For safetys sake (and piece of mind) you will probably need to have an engineer look at it and figure what size beam and how many supports it would take to hold up the house. I would not consider this a DIY project. Consider the equipment and manpower it would take to get the beam in place.


----------



## concretemasonry (Oct 10, 2006)

Even if you find a beam with the proper strength, you will have consider the deflection and what it will do to the existing walls and how the floor will "bounce". Strength is not the same a deflection.

Your engineer can give you some ideas of what it will be like.

************


----------



## joasis (May 28, 2006)

Here is another take on the issue. A concrete or block wall is distributing the weight across the area you wish to place a beam. Now while the weight of the house is not insurmountable, as far as placing the beam, you have to consider if there is sufficient support when the weight is transferred from the footing to piers. 

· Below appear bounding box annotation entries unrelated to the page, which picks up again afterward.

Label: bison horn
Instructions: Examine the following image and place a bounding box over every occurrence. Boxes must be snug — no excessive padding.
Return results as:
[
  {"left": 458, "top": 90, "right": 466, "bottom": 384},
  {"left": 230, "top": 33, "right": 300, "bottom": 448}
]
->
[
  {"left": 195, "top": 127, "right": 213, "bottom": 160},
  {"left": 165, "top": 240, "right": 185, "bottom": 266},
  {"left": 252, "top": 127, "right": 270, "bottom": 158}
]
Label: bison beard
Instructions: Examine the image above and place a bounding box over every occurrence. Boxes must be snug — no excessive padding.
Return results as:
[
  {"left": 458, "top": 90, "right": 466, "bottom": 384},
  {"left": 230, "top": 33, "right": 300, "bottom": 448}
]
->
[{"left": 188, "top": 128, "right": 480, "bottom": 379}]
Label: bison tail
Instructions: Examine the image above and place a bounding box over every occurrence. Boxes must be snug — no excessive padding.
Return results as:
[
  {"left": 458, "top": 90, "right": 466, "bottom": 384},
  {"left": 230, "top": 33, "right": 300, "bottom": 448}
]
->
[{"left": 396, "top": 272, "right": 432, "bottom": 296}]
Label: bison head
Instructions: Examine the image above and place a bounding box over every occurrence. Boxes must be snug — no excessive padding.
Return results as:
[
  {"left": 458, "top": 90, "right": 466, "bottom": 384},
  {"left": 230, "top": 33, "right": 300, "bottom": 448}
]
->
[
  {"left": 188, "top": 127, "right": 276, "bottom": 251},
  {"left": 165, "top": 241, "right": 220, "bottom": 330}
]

An experienced contractor, and I don't mean just maybe, can give you a preliminary idea of expense and feasability. If you can find an engineer in your area (building engineer), it may be worth the fee to have him look. Be prepared for a lot of head shaking.


----------



## redline (Mar 5, 2006)

How many stories is the house? (is it a ranch house)
How long will the beam be?
Are there bathrooms above this area?
What is the condition of the exterior founadation walls? 
When was this house built?


----------



## bbockstanz (Nov 15, 2006)

this is only a one story house with basement. The beam would ahve to go roughly 30 to 35 ft. the wals are pretty structurally good. And I believe the house was built in the 50's but I am not sure. I know I have taken a lot of weight out of the house by removing plaster walls and redoing them with drywall because we opened up some spaces and closed others and jsut other general remodeling. Do you have any idea or even a very rough estimate on the cost to have someone do it.


----------



## North Country (Nov 5, 2006)

Based on your info, you'd be around 4500-5000. Assuming it could be done.


----------



## ncor (Nov 19, 2006)

core your slab have an engineer inspect the house, basement and concret core then closely adhear to his recomendations.


----------



## joasis (May 28, 2006)

ncor said:


> core your slab have an engineer inspect the house, basement and concret core then closely adhear to his recomendations.

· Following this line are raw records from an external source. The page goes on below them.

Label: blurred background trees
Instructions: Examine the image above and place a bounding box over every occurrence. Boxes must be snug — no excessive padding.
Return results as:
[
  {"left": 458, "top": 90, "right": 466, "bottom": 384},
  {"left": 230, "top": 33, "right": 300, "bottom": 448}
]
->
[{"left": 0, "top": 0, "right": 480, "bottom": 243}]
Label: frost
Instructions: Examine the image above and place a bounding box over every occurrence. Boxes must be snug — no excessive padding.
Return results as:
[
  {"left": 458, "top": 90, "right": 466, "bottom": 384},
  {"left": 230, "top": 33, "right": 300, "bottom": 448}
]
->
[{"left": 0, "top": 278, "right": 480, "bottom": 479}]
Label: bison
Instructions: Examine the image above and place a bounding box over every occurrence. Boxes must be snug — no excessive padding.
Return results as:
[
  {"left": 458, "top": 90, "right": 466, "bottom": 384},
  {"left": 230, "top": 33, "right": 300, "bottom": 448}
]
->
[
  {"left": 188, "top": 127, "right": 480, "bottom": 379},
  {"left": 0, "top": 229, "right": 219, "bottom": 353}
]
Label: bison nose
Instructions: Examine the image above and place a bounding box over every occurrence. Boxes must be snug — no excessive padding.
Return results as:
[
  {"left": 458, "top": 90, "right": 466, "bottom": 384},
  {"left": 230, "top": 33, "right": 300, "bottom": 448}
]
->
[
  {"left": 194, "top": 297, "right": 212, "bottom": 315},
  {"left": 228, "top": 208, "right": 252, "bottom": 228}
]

Drilling a hole in the footing area / floor will determine depth, and overall condition will suffice. Actually drilling a core sample would be great, but what exactly will you use for a comparison? Aged concrete is notorious for being harder then a woodpecker's lips, and may break with a strength of 10,000 psi, but may shatter under a load also. The overall condition of the concrete, depth where the lally collumns would be placed, and weight supported will determine if this is feasable.


----------